Considering the simplicity of material selection and heat treatment, a machinery factory chooses T10A steel to make more complex molds with large differences in cross-sectional dimensions and small deformation after quenching. The hardness requires 56-60HRC. After the heat treatment, the hardness of the mold meets the technical requirements, but the mold is deformed and cannot be used, resulting in the mold being scrapped. Later, the factory used micro-deformed steel Cr12 steel, and the hardness and deformation of the mold after heat treatment met the requirements.

Therefore, to manufacture sophisticated and complex molds that require less deformation, micro-deformed steel, such as air-quenched steel, should be used as much as possible.

2. The influence of mold material

A certain factory sent a batch of Cr12MoV steel relatively complicated molds. The molds all had round holes of ¢60mm. After the heat treatment of the mold, some of the mold holes appeared elliptical, which caused the mold to be scrapped.

Generally speaking, Cr12MoV steel is slightly deformed steel and should not be deformed significantly. We conducted a metallographic analysis of the severely deformed mold and found that the mold steel contains a large amount of eutectic carbides, which are distributed in bands and blocks.

(1) The reason for the ellipse (deformation) of the mold is the existence of uneven carbides distributed in a certain direction in the mold steel. The expansion coefficient of the carbide is about 30% smaller than the matrix structure of the steel. It prevents the mold from being heated when heated. The hole expands and prevents the inner hole of the mold from shrinking during cooling, causing uneven deformation of the inner hole of the mold and making the round hole of the mold ellipse.

(2) Preventive measures

① When manufacturing precision and complex molds, try to choose mold steels with less carbide segregation. Don’t try to be cheap, and use steels with poor materials produced by small steel plants.

②The die steel with severe segregation of carbides should be forged reasonably to break up the carbide crystal blocks, reduce the grade of uneven carbide distribution, and eliminate the anisotropy of performance.

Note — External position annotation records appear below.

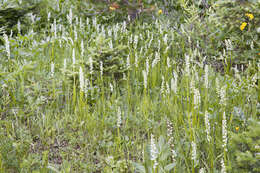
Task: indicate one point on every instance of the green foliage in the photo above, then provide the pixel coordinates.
(84, 88)
(163, 154)
(245, 146)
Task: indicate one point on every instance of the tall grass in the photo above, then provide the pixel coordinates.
(90, 97)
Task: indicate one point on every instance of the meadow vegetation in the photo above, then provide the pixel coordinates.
(146, 86)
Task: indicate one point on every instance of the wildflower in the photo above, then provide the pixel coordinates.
(258, 31)
(224, 132)
(101, 68)
(82, 48)
(207, 124)
(162, 86)
(75, 33)
(91, 65)
(7, 45)
(65, 64)
(222, 95)
(223, 166)
(174, 81)
(145, 78)
(196, 98)
(242, 26)
(52, 69)
(156, 60)
(81, 79)
(206, 77)
(250, 16)
(153, 151)
(170, 142)
(73, 57)
(70, 17)
(194, 152)
(111, 87)
(187, 65)
(119, 121)
(202, 170)
(128, 62)
(159, 11)
(147, 66)
(19, 26)
(136, 60)
(114, 6)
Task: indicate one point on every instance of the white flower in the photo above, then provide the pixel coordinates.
(223, 167)
(91, 65)
(153, 151)
(224, 132)
(223, 98)
(75, 33)
(119, 121)
(174, 82)
(194, 152)
(101, 68)
(73, 57)
(111, 87)
(82, 48)
(111, 44)
(70, 17)
(168, 62)
(81, 80)
(162, 86)
(217, 87)
(147, 65)
(136, 60)
(187, 65)
(228, 44)
(7, 45)
(128, 62)
(65, 64)
(206, 77)
(156, 60)
(202, 170)
(145, 79)
(19, 26)
(196, 98)
(171, 142)
(207, 125)
(258, 30)
(135, 41)
(52, 69)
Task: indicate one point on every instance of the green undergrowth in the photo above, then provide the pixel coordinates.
(166, 93)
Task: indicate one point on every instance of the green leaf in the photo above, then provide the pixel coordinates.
(140, 168)
(170, 166)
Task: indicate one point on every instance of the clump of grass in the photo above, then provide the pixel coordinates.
(86, 96)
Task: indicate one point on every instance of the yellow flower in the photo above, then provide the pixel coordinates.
(112, 8)
(242, 26)
(250, 16)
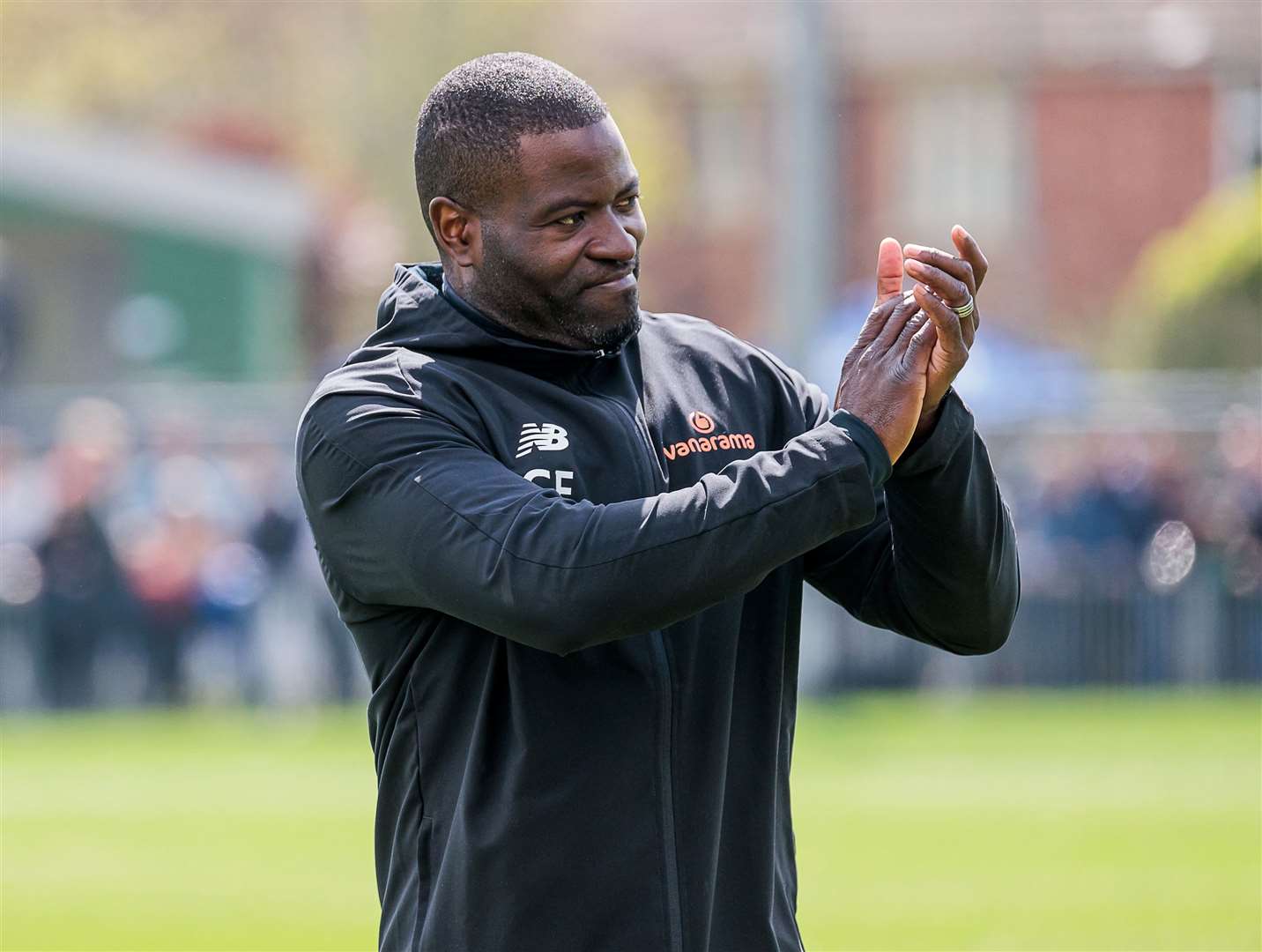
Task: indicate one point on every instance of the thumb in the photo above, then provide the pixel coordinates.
(888, 269)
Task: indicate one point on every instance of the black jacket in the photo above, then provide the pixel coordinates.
(575, 578)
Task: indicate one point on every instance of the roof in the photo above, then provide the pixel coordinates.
(119, 178)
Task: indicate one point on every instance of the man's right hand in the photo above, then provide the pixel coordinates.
(884, 376)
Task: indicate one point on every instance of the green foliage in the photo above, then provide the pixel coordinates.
(1053, 820)
(1195, 297)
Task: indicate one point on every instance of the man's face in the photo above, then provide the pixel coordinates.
(560, 247)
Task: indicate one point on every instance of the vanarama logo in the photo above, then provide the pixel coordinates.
(704, 424)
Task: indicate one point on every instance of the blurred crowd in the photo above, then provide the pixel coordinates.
(142, 562)
(148, 566)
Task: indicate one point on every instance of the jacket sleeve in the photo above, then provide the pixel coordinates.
(408, 510)
(939, 561)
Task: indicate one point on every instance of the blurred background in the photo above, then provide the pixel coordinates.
(199, 206)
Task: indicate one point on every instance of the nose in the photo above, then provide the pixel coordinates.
(616, 239)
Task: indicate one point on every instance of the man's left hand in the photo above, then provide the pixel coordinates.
(946, 282)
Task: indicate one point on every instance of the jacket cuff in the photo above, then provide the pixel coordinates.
(868, 443)
(953, 427)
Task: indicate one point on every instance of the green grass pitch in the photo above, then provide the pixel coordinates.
(1001, 821)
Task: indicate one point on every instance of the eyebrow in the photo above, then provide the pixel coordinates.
(634, 183)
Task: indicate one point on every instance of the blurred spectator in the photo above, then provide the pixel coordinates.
(148, 561)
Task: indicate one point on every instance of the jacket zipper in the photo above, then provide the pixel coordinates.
(665, 716)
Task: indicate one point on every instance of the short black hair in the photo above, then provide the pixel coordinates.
(470, 124)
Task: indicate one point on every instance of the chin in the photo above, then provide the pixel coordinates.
(608, 331)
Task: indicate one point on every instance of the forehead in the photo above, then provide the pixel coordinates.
(593, 160)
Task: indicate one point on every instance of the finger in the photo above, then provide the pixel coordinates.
(922, 346)
(946, 321)
(951, 289)
(876, 320)
(902, 313)
(957, 268)
(970, 253)
(888, 269)
(914, 324)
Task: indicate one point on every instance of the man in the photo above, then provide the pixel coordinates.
(569, 538)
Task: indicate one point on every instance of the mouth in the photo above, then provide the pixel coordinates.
(622, 280)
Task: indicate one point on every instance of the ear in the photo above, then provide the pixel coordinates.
(457, 230)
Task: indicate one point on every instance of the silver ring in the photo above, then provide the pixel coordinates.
(967, 309)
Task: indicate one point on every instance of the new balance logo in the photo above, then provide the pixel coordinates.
(542, 435)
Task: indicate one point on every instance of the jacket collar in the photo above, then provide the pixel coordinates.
(419, 311)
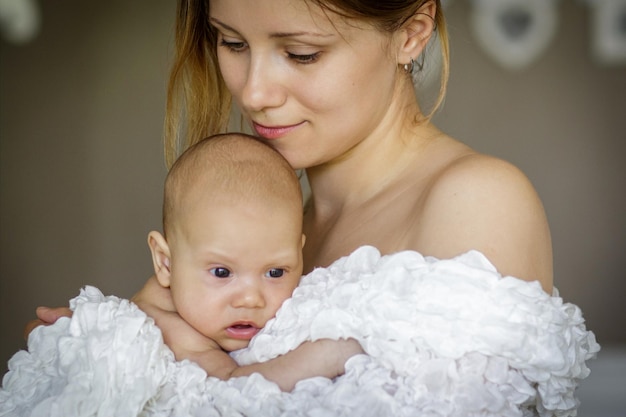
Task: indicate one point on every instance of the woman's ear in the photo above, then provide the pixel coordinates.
(160, 258)
(416, 32)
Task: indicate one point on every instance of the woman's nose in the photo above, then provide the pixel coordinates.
(249, 294)
(262, 89)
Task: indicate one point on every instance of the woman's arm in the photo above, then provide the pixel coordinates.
(324, 358)
(487, 204)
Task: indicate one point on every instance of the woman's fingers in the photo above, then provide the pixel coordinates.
(46, 316)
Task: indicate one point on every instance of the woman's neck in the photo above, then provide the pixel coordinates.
(369, 168)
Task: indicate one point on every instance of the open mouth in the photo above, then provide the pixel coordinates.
(242, 331)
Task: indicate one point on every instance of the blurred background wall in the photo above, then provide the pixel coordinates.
(81, 161)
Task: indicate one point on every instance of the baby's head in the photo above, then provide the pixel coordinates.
(232, 250)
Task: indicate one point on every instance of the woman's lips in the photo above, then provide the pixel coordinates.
(244, 331)
(273, 132)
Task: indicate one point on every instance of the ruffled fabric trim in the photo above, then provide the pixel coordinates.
(442, 337)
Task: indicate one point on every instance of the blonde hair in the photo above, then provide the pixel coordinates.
(236, 166)
(198, 102)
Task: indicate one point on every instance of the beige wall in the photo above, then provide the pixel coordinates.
(81, 164)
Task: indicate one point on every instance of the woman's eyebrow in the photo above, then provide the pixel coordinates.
(274, 35)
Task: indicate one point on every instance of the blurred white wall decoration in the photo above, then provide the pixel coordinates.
(514, 33)
(19, 20)
(608, 31)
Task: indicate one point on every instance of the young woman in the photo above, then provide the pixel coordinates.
(329, 84)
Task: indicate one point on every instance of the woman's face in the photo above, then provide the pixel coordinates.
(312, 84)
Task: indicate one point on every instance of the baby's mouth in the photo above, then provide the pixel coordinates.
(244, 331)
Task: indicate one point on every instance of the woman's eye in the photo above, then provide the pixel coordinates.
(233, 46)
(304, 59)
(220, 272)
(275, 273)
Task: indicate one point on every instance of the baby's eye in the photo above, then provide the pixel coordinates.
(220, 272)
(275, 273)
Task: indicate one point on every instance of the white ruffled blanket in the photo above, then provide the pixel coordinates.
(442, 337)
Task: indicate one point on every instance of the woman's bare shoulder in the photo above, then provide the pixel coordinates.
(481, 202)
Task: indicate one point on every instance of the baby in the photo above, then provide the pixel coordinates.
(231, 253)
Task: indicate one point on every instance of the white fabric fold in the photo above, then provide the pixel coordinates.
(442, 338)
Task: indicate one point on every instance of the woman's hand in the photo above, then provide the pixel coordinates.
(46, 316)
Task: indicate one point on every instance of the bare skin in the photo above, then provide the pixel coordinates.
(377, 176)
(449, 201)
(323, 358)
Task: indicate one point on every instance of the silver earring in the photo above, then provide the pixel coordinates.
(408, 68)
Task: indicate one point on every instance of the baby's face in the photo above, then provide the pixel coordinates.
(232, 267)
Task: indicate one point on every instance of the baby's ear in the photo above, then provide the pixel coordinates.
(160, 258)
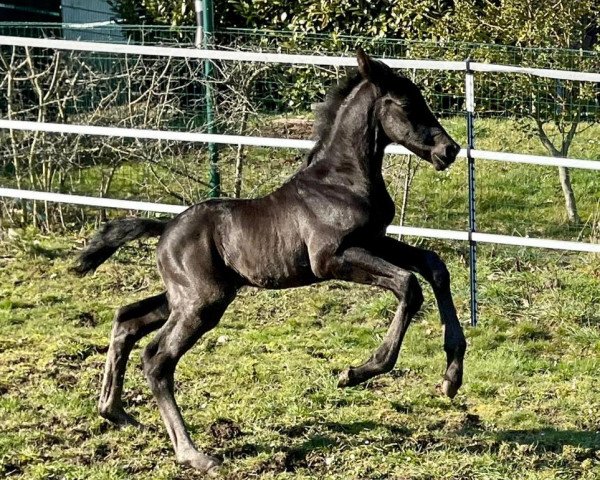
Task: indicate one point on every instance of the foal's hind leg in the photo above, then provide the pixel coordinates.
(433, 269)
(131, 323)
(361, 266)
(187, 323)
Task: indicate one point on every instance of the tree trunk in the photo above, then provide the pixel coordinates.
(570, 204)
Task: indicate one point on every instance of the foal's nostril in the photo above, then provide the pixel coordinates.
(452, 150)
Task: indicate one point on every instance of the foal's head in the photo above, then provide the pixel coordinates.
(405, 116)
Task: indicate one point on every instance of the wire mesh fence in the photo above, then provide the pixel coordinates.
(514, 113)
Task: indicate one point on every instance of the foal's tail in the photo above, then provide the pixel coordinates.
(113, 235)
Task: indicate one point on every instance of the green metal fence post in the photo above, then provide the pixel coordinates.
(205, 15)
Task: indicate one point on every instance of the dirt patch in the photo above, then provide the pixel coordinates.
(86, 319)
(10, 469)
(84, 351)
(224, 430)
(291, 460)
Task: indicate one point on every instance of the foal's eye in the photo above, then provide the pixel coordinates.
(392, 101)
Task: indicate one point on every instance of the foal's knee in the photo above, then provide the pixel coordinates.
(439, 276)
(156, 364)
(413, 295)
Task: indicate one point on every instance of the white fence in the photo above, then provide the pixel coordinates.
(289, 143)
(472, 236)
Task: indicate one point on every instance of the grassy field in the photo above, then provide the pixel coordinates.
(260, 390)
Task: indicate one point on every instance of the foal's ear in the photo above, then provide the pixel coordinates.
(365, 64)
(370, 69)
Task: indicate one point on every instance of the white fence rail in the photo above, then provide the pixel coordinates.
(288, 143)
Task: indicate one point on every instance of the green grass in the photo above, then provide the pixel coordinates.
(529, 408)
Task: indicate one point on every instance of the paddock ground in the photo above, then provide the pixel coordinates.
(260, 390)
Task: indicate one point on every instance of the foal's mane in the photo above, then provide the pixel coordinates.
(326, 112)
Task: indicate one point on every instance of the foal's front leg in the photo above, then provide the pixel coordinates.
(433, 269)
(361, 266)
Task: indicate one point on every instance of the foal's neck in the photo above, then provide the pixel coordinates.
(356, 137)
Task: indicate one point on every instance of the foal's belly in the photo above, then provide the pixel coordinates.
(265, 248)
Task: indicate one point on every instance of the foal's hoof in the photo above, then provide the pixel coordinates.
(200, 462)
(449, 388)
(347, 379)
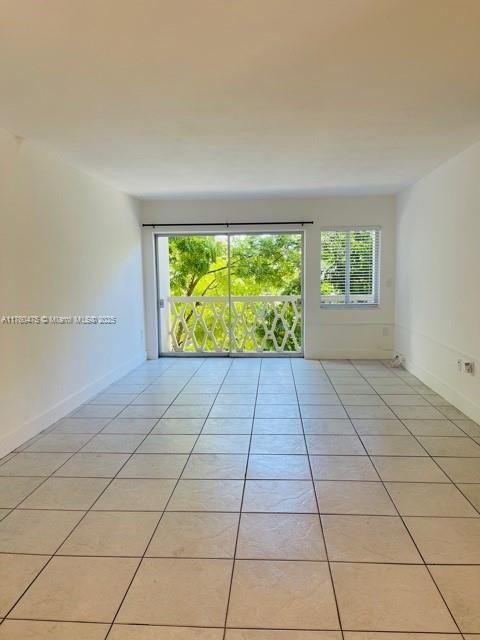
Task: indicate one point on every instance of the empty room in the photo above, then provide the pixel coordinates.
(240, 320)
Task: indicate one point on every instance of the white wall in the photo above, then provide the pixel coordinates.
(438, 278)
(69, 245)
(339, 333)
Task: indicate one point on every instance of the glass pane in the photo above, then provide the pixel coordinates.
(265, 276)
(332, 267)
(362, 263)
(198, 315)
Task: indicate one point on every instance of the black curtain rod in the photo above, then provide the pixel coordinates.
(225, 224)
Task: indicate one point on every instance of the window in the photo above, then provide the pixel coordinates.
(349, 267)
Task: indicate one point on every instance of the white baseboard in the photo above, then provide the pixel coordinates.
(351, 354)
(455, 397)
(14, 439)
(424, 354)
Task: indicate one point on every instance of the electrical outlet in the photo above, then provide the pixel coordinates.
(469, 367)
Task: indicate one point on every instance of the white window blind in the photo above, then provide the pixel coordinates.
(349, 267)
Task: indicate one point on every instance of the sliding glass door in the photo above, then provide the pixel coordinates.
(230, 294)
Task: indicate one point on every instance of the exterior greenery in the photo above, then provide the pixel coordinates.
(260, 265)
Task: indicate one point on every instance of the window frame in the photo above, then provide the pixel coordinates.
(376, 280)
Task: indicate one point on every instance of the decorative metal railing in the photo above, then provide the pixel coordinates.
(239, 324)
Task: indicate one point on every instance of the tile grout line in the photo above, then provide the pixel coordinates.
(227, 608)
(337, 607)
(69, 533)
(411, 536)
(141, 559)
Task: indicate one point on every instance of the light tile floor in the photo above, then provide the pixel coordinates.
(246, 499)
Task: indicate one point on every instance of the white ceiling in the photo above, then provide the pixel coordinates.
(184, 97)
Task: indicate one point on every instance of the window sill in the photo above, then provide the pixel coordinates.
(337, 307)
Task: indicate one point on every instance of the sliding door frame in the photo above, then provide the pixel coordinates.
(229, 234)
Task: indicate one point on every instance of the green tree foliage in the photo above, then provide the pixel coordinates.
(260, 265)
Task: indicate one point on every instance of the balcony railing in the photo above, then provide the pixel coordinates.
(239, 324)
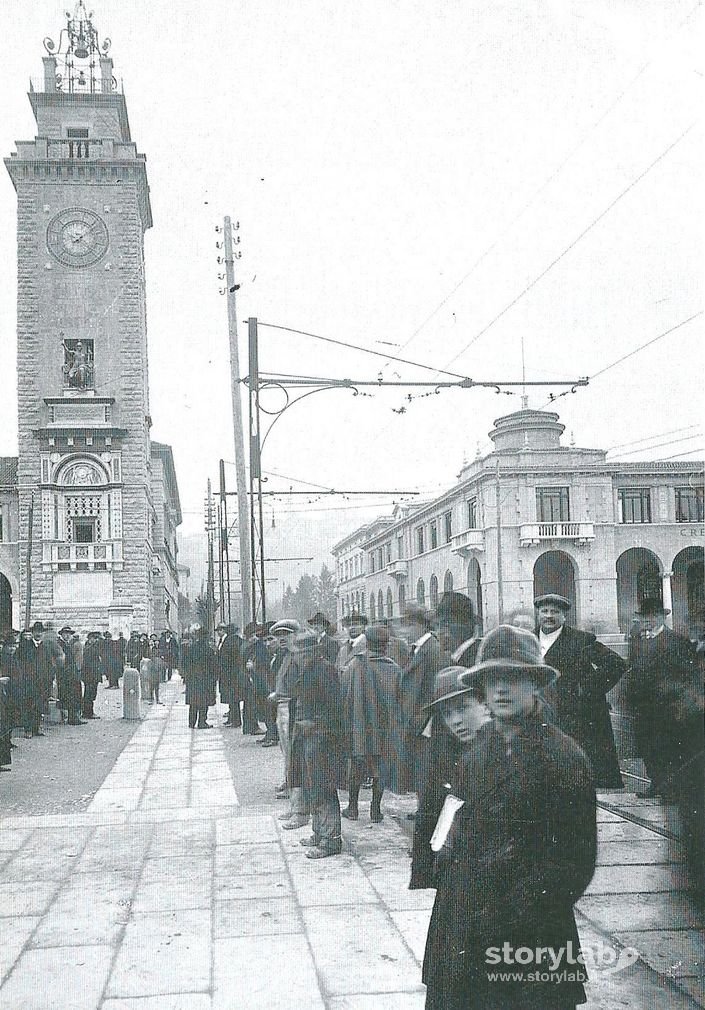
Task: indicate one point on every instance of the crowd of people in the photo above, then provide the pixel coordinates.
(504, 737)
(39, 666)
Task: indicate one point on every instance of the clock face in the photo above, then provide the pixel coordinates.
(77, 237)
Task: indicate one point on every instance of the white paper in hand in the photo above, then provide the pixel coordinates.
(444, 822)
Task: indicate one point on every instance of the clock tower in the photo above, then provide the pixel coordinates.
(87, 518)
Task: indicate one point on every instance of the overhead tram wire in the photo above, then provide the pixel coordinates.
(659, 434)
(366, 350)
(539, 277)
(532, 199)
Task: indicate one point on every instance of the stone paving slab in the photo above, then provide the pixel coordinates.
(185, 901)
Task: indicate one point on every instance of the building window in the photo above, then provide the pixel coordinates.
(634, 505)
(473, 513)
(552, 504)
(689, 505)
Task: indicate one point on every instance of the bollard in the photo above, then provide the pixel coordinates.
(130, 694)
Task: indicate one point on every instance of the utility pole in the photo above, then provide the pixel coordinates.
(500, 583)
(238, 432)
(28, 593)
(257, 530)
(210, 585)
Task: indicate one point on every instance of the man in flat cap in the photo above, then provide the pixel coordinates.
(587, 672)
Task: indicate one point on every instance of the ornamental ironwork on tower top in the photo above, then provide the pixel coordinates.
(79, 64)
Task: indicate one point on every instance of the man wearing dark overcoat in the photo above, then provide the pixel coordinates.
(200, 681)
(587, 672)
(663, 692)
(327, 646)
(229, 658)
(370, 688)
(33, 679)
(69, 679)
(416, 693)
(519, 852)
(316, 746)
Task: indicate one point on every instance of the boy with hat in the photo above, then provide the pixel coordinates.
(521, 848)
(587, 671)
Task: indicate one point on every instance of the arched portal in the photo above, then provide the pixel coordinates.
(638, 578)
(475, 590)
(688, 590)
(554, 572)
(5, 605)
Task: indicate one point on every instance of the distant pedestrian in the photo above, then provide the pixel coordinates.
(416, 692)
(327, 646)
(663, 692)
(354, 625)
(70, 686)
(317, 747)
(200, 681)
(587, 672)
(519, 850)
(370, 688)
(32, 678)
(92, 673)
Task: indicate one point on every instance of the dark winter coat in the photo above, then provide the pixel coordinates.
(663, 694)
(316, 692)
(578, 699)
(200, 675)
(93, 667)
(33, 678)
(229, 659)
(415, 694)
(370, 688)
(520, 853)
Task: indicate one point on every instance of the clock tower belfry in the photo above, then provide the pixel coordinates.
(84, 470)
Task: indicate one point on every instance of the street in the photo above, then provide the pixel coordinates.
(173, 887)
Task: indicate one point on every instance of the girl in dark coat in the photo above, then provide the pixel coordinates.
(520, 850)
(200, 681)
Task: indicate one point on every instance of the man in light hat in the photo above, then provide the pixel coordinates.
(521, 848)
(327, 646)
(587, 672)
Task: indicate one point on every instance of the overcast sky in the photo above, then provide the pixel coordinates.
(402, 172)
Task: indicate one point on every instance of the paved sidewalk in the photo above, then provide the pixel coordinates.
(166, 894)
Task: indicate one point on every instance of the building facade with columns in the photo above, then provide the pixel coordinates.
(93, 530)
(534, 516)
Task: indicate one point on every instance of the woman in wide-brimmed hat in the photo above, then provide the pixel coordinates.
(520, 850)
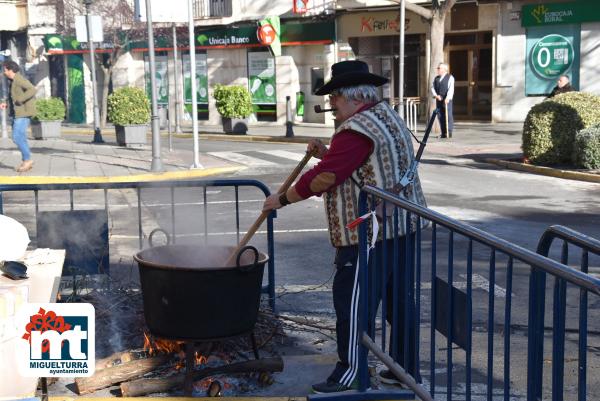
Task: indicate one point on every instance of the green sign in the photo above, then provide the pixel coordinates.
(162, 80)
(560, 13)
(248, 35)
(76, 89)
(552, 51)
(261, 77)
(552, 55)
(201, 79)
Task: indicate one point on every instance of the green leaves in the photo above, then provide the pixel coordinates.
(233, 101)
(52, 109)
(550, 127)
(128, 106)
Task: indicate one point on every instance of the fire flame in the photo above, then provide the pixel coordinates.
(155, 346)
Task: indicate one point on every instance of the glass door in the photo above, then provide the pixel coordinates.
(472, 71)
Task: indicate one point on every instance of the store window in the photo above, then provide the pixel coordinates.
(262, 84)
(201, 86)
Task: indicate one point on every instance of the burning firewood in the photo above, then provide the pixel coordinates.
(120, 358)
(119, 373)
(149, 386)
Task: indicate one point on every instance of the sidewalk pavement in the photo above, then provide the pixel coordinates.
(73, 158)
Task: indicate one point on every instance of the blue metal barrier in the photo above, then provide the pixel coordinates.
(537, 315)
(170, 187)
(456, 314)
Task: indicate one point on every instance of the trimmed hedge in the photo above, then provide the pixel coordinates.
(128, 106)
(233, 101)
(586, 149)
(550, 127)
(51, 109)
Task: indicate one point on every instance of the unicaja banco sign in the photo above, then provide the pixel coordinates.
(552, 56)
(57, 340)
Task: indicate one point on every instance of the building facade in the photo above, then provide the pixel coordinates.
(504, 55)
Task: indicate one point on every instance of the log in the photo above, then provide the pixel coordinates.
(116, 358)
(119, 373)
(141, 387)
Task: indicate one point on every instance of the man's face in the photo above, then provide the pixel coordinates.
(8, 73)
(562, 81)
(344, 108)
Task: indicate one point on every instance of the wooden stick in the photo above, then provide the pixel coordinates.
(150, 386)
(286, 185)
(446, 114)
(119, 373)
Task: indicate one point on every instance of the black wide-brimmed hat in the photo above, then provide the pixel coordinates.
(350, 73)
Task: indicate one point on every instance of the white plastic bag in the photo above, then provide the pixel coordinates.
(13, 239)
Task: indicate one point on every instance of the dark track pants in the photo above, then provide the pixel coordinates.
(442, 118)
(345, 286)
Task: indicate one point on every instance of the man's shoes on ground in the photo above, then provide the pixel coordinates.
(331, 386)
(388, 377)
(25, 166)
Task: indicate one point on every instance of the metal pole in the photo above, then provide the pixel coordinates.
(289, 124)
(401, 61)
(193, 84)
(3, 112)
(156, 161)
(88, 24)
(176, 68)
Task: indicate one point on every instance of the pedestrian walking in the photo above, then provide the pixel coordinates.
(22, 108)
(443, 92)
(373, 146)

③The forging die steel should be quenched and tempered to obtain a uniform, fine and dispersed sorbite structure of carbide distribution, thereby reducing the deformation of the precision and complex die after heat treatment.

④For molds that are larger in size or cannot be forged, solid solution double refinement treatment can be used to make carbides refined and uniformly distributed, and rounded edges and corners, which can achieve the purpose of reducing heat treatment deformation of the mold.